C. Trust Expenses and Management Fees
Generally, the assets of the Trust (e.g., gold bullion) will be sold to pay Trust expenses and management fees. In Amendment No. 1, the NYSE amended the proposal to reflect an increase in these management fees. These expenses and fees will reduce the value of an investor's Share as gold bullion is sold to pay such costs. Ordinary operating expenses of the Trust include (1) fees paid to the Sponsor, (2) fees paid to the Trustee, (3) fees paid to the Custodian, (4) fees paid to the Marketing Agent, and (5) various Trust administration fees, including printing and mailing costs, legal and audit fees, registration fees, and NYSE listing fees. The Trust's estimated ordinary operating expenses are accrued daily and reflected in the NAV of the Trust.
D. Description and Characteristics of the Shares
The Exchange states that the Shares may trade at a discount or premium relative to the NAV per Share because of non-concurrent trading hours between the major gold markets and the NYSE. While the Shares will trade on the NYSE until 4:15 p.m. New York time, liquidity in the OTC market for gold will be reduced after the close of the COMEX at 1:30 p.m. New York time. During this time, trading spreads and the resulting premium or discount on the Shares may widen as a result of reduced liquidity in the OTC gold market.

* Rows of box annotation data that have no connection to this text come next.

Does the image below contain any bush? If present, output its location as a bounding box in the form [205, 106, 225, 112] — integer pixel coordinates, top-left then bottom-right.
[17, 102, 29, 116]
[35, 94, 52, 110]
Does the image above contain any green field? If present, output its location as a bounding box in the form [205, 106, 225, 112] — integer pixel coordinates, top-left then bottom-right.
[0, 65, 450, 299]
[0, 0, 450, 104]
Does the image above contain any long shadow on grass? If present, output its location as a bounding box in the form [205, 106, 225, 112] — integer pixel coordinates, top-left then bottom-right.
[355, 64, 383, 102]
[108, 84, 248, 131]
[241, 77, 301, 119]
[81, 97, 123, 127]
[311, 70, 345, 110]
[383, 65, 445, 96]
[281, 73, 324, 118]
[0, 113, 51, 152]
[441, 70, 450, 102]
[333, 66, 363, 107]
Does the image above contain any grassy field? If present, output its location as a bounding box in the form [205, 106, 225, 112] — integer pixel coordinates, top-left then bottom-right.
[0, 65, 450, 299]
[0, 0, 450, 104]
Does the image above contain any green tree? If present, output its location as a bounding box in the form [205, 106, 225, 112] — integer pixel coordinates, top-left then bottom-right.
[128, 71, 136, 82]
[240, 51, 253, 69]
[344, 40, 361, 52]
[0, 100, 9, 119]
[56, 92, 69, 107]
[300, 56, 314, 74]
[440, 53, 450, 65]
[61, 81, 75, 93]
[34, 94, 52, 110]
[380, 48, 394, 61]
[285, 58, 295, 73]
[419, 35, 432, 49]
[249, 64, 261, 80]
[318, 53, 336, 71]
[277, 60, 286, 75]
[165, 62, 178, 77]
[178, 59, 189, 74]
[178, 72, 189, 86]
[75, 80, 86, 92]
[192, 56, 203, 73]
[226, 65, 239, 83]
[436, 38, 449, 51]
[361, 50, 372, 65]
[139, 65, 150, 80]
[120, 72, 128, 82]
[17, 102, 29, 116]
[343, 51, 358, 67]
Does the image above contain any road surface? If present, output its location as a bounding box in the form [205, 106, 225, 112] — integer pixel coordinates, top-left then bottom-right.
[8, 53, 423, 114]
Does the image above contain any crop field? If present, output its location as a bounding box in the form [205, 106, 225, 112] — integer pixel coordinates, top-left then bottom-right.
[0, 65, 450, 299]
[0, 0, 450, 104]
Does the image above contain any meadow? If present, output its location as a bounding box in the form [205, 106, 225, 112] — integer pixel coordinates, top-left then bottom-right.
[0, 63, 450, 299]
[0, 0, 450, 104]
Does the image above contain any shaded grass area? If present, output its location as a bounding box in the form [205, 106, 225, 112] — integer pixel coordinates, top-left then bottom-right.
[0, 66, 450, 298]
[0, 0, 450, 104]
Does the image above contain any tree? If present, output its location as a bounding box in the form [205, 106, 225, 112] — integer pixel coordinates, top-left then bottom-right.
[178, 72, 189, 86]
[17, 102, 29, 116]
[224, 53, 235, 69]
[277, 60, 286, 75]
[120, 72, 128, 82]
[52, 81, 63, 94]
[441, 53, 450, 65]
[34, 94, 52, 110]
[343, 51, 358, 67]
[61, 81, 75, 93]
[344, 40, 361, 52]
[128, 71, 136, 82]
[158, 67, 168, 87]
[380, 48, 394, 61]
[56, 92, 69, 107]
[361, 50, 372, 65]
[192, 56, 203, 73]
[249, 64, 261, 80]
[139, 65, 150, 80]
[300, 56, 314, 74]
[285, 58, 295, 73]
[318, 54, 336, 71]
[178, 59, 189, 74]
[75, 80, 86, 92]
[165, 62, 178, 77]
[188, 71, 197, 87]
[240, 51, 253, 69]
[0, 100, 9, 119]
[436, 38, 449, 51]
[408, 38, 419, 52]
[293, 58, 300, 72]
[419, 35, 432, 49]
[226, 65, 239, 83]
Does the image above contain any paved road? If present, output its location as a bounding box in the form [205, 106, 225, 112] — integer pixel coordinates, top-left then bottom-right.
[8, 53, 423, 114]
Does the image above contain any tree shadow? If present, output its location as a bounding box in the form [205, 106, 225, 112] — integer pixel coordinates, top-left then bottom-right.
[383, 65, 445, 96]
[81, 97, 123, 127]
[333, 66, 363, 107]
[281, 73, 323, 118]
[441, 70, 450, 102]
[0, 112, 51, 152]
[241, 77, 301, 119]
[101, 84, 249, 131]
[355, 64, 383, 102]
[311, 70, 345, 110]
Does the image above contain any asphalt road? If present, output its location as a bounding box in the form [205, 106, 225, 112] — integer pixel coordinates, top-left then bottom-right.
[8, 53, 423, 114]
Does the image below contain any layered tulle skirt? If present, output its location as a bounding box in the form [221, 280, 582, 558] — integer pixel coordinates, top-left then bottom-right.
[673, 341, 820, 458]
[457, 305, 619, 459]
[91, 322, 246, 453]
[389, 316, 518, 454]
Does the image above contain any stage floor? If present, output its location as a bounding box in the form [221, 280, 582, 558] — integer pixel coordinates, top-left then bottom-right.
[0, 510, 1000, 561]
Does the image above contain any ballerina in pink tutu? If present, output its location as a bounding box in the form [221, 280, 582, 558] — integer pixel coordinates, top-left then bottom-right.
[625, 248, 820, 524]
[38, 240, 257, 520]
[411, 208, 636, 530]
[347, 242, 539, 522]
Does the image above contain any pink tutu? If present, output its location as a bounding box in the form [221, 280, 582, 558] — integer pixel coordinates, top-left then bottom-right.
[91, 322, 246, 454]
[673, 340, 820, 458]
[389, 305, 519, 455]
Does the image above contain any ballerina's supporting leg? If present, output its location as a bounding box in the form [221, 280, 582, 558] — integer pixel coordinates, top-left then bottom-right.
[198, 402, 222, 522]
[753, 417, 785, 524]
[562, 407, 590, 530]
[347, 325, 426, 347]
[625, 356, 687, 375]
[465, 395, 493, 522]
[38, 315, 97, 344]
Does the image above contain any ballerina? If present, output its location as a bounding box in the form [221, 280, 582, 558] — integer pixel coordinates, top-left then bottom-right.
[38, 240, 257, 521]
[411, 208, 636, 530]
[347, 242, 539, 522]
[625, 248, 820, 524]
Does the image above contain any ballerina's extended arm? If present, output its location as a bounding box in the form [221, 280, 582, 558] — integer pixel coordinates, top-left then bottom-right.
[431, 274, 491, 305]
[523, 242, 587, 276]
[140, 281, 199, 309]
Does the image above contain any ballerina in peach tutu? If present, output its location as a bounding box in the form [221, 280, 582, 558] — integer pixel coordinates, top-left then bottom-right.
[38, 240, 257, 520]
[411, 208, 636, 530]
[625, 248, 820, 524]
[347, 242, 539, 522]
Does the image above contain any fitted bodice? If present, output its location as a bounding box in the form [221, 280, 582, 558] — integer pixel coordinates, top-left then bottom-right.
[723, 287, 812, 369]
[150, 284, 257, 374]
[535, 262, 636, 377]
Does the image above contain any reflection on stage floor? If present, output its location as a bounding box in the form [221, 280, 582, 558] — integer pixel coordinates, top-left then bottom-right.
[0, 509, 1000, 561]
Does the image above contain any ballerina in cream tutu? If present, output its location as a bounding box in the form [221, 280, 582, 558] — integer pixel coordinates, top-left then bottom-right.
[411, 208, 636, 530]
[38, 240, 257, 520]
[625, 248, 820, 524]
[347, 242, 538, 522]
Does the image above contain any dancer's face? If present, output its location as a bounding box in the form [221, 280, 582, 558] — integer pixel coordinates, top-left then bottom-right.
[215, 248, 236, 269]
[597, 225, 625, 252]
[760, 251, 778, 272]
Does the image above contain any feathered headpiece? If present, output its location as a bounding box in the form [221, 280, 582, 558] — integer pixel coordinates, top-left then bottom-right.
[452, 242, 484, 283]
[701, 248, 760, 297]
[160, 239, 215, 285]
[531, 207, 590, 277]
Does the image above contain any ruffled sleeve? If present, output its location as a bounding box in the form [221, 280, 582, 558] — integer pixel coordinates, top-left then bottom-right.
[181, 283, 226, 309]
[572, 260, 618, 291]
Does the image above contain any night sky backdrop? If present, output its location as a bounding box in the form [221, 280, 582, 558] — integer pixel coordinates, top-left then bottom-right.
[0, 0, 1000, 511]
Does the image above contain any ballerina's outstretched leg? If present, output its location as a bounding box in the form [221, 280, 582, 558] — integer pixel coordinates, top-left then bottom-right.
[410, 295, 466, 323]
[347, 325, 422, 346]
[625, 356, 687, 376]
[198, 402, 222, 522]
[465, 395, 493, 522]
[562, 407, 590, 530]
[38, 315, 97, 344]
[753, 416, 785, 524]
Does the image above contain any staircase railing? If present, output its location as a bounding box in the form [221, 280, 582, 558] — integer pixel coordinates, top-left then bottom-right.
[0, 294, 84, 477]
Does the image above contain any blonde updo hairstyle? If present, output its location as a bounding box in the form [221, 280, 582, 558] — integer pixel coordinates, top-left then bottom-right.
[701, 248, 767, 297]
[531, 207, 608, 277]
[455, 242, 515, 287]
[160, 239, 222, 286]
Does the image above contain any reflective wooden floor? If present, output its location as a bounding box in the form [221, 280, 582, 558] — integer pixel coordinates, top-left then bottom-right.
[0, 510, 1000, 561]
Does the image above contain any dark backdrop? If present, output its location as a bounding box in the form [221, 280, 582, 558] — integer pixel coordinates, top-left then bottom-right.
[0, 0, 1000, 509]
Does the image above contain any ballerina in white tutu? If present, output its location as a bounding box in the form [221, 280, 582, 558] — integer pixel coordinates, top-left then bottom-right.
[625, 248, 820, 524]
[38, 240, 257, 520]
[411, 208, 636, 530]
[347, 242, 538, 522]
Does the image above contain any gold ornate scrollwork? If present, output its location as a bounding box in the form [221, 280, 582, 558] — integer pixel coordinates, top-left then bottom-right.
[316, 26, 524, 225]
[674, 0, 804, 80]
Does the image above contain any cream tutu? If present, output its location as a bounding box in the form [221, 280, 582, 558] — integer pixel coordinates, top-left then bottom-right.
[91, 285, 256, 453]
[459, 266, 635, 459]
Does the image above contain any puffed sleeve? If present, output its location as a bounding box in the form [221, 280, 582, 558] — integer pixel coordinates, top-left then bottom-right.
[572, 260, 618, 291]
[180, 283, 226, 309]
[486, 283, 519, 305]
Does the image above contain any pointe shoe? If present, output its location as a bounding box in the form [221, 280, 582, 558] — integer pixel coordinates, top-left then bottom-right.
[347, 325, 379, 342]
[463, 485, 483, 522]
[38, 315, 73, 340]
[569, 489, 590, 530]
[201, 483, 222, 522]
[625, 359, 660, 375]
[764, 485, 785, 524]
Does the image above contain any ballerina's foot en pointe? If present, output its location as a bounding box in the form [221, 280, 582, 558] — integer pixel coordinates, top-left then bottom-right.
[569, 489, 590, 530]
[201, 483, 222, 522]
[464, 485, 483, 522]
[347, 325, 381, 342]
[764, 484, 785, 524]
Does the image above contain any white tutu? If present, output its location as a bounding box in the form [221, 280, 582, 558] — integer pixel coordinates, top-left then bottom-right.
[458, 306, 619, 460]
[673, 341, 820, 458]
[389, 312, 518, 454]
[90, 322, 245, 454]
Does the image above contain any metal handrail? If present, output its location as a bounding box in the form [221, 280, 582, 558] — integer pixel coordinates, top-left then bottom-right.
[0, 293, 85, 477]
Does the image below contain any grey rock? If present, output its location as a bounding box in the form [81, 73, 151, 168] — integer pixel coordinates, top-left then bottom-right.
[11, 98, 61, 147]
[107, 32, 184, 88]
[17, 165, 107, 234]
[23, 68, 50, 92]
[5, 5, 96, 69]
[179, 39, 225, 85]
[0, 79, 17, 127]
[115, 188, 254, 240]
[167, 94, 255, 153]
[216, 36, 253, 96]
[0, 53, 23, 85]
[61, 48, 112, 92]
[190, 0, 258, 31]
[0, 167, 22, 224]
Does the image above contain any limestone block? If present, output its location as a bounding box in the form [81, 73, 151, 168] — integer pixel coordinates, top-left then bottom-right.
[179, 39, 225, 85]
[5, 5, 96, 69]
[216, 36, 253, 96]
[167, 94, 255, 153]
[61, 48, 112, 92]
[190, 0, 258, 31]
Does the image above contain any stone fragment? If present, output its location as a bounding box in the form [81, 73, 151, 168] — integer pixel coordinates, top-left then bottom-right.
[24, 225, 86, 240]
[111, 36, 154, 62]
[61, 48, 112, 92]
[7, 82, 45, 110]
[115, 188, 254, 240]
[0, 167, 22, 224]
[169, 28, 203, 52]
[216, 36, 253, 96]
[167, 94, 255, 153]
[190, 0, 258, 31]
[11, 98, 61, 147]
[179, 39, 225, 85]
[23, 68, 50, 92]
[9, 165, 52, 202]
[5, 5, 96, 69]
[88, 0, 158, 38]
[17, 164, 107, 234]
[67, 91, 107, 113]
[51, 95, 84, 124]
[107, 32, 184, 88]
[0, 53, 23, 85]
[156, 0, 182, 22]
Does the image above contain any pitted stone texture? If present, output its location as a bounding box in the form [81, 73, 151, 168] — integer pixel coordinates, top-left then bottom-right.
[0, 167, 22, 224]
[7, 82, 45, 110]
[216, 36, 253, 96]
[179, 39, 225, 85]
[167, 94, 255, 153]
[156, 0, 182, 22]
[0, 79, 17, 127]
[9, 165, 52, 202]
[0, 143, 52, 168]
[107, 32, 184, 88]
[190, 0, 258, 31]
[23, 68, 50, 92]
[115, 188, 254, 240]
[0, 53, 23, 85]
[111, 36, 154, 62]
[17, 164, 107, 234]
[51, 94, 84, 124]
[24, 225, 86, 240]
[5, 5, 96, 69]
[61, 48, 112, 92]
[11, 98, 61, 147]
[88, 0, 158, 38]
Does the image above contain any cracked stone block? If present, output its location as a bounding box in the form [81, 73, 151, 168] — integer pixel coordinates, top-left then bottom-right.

Because of the potential for arbitrage inherent in the structure of the Trust, the Sponsor believes that the Shares will not trade at a material discount or premium to the underlying gold held by the Trust. The Exchange states that the arbitrage process, which in general provides investors the opportunity to profit from differences in prices of assets, increases the efficiency of the markets, serves to prevent potentially manipulative efforts, and can be expected to operate efficiently in the case of the Shares and gold.
2. Creation and Redemption of Trust Shares
The Trust will create Shares on a continuous basis only in aggregations of 100,000 Shares (such aggregation referred to as a “Basket”). Authorized Participants are the only persons that may place orders to create and redeem Start Printed Page 64616Baskets. Authorized Participants purchasing Baskets will be able to separate a Basket into individual Shares for resale.
Authorized Participants purchasing a Basket must make an in-kind deposit of gold (“Gold Deposit”), together with, if applicable, a specified cash payment (“Cash Deposit”, and together with the Gold Deposit, the “Creation Basket Deposit”). The Sponsor anticipates that in the ordinary course of the Trust's operations a cash deposit will not be required for the creation of Baskets. Similarly, the Trust will redeem Shares only in Baskets, principally in exchange for gold and, if applicable, a cash payment (“Cash Redemption Amount”  and together with the gold, the “Redemption Distribution”).
The Exchange states that certain Authorized Participants are expected to have the facility to participate directly in the gold bullion market and the gold futures market. The Sponsor believes that the size and operation of the gold bullion market make it unlikely that an Authorized Participant's direct activities in the gold or securities markets will impact the price of gold or the price of the Shares. The Exchange states that each Authorized Participant is (i) regulated as a broker-dealer regulated under the Act and registered with the National Association of Securities Dealers, Inc. (“NASD”), or (ii) is exempt from being, or otherwise is not required to be, regulated as a broker-dealer under the Act or registered with the NASD, and in either case is qualified to act as a broker or dealer in the states or other jurisdictions where the nature of its business so requires. Certain Authorized Participants will be regulated under federal and state banking laws and regulations. The Exchange states that each Authorized Participant will have its own set of rules and procedures, internal controls, and information barriers as it determines is appropriate in light of its own regulatory regime. Authorized Participants may act for their own accounts or as agents for broker-dealers, custodians, and other securities market participants that wish to create or redeem Baskets. An order for one or more Baskets may be placed by an Authorized Participant on behalf of multiple clients.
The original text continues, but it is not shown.